2006 HEYWOOD BROUN AWARD

Investigative Reporters and Editors, Inc. The IRE Journal, Nov/Dec 2006

The Newspaper Guild-CWA announces its 2006 HEYWOOD BROUN AWARD

This annual competition is intended to encourage and recognize individual journalistic achievement by members of the working media, particularly if it helps right a wrong or correct an injustice. First consideration will be given to entries on behalf of individuals or teams of no more than two. This, too, is in the spirit of Broun.

Heywood Broun was a crusading columnist for The Tribune and The World in New York from 1912 until his death in 1939. He also wrote frequently for The Nation and The New Republic, as well as Harper's, Bookman, American Mercury and Collier's. He founded the American Newspaper Guild in 1933 and served as its first president.

Although his first love was sports, Broun is best remembered for his reporting on social issues and his passionate championing of the underdog and the disadvantaged. "When a man has a conviction, great or small, about eggs or eternity, he must wear it always in plain sight, pulled down tight upon his forehead," he once wrote. "I see no wisdom in saving up punches for a rainy day."

Broun maintained a steadfast belief that journalists could help right wrongs, especially social ills. "I am a little sick and tired of being classed as soft, bourgeois and sentimental if I say that human brotherhood could solve overnight the problems concerning which men shake their heads and say 'It's too bad but insurmountable'," he wrote in 1933. And in 1939, just a month before his death, he wrote: "I would like to see some columnists do the side streets and the suburbs and chronicle the joys and tragedies of the ordinary run of people."

* DEADLINE: Entries must be postmarked no later than Jan. 26, 2007, and must have a clearly legible return address on the package. Entries posted after Jan. 26 will be discarded. Faxed and e-mailed entries will not be accepted.

* AWARD: $5,000, plus two awards of $1,000 for entries of substantial distinction. One of the awards of substantial distinction will be for a broadcast (television or radio) entry. Entries published exclusively on the Internet will be judged as print submissions.

* PUBLICATION DATES: The award will be given for work published or broadcast between Jan. 1 and Dec. 31, 2006.

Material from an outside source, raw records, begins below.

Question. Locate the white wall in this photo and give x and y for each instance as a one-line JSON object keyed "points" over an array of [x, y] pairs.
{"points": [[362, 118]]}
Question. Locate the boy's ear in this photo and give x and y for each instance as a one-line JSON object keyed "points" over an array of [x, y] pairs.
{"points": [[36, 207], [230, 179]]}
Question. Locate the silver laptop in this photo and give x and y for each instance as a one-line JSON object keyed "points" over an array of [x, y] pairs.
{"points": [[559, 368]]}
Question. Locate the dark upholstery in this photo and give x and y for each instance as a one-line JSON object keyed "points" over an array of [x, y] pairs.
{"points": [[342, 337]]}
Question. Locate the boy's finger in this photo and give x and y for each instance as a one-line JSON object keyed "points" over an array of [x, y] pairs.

* ELIGIBILITY: Journalists working on behalf of nonstudent mass media in the United States, Canada and Puerto Rico are eligible, whether Guild members or not; student journalists should seek the Barr Award. Publishers and other employers, or entries on behalf of an entire staff of a publication or employer, are not eligible; neither are entries written or reported by managers. Entries may be submitted by applicants for themselves or by others; however, entrants should note that the judges frown on obviously mass-produced contest entries.

* All entries become property of the award committee.

* REQUIREMENTS: There is no official entry form, nor is there an entry fee. Each newspaper or magazine entry must be submitted in triplicate, one copy of which must be an original tearsheet. Internet entries should be submitted as print-outs, also in triplicate. Broadcast entries shall consist of one copy of a tape (VHS), CD or DVD and three copies of a final script and a summary.

All entries must include:

1. A one-page summary.

2. A separate description of the circumstances under which the work was done and its results.

3. Contact name, phone and e-mail address.

Entries that do not conform to these requirements will not be judged.

* ADDRESS:

Broun Award Committee The Newspaper Guild-CWA 501 Third Street, N.W. Washington. DC 20001-2797

* PHONE: 202-434-7177

* A list of past winners and judges may be seen online at the Guild's website, www.newsguild.org.

* Entries will be acknowledged via postcard. Winners will be notified personally and will be announced in the March, 2007 issue of The Guild Reporter, which also may be read online.

* Awards will be presented at a dinner banquet May 3, 2007 in Washington, D.C.